Many Marxist scholars today believe that climate change is the most appropriate example of capitalist destruction, where big producers avoid measures to cut back on emissions despite massive scientific evidence predicting irreversible damage otherwise.
Big companies still focus on maximising profits while minimising 'costs', including wages. This exercise in 'optimisation' leads to workers receiving paltry wage increases even when profits soar.
Can It Help Us Today?
It would be utterly delusional to think that capital can be destroyed. It would be even more delusional to believe that the means of production can be fully democratised.
The world has changed a lot in 177 years. We have seen how non-Communist welfare States have done a much better job of ensuring labour security than those that have called themselves 'People's Democratic Republics'.
What is needed is to end the exploitative nature of capitalism, a tendency that seems not to have abated over the years.
While the traditional understanding of the 'working class' is still factory or farm workers, the modern-day reality is that the condition of anybody working for a paycheck is not much different. At least the COVID-19 pandemic has made it glaringly clear that all of us are vulnerable to 'cost-cutting' or 'downsizing'.
It can lead to worse outcomes in countries with weak social security nets.
In the Manifesto , Marx and Engels admire the achievements of capitalism. What they want is for these benefits to be 'enjoyed by everybody rather than monopolized by a small ruling class'.
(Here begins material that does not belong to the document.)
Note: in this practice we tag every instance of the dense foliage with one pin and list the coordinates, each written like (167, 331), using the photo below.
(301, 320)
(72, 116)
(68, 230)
Some of the observations made in the Manifesto are truer today than they were then. For example, the work of labourers losing 'all individual character'. It is much easier to replace a worker today than it was earlier.
So, we can conclude that a 'classless society' means the cessation of class struggles, not necessarily the destruction of class itself. How we achieve this in today's setting can be debated. But dismissing the problems at hand as 'communist issues' will do more harm than good.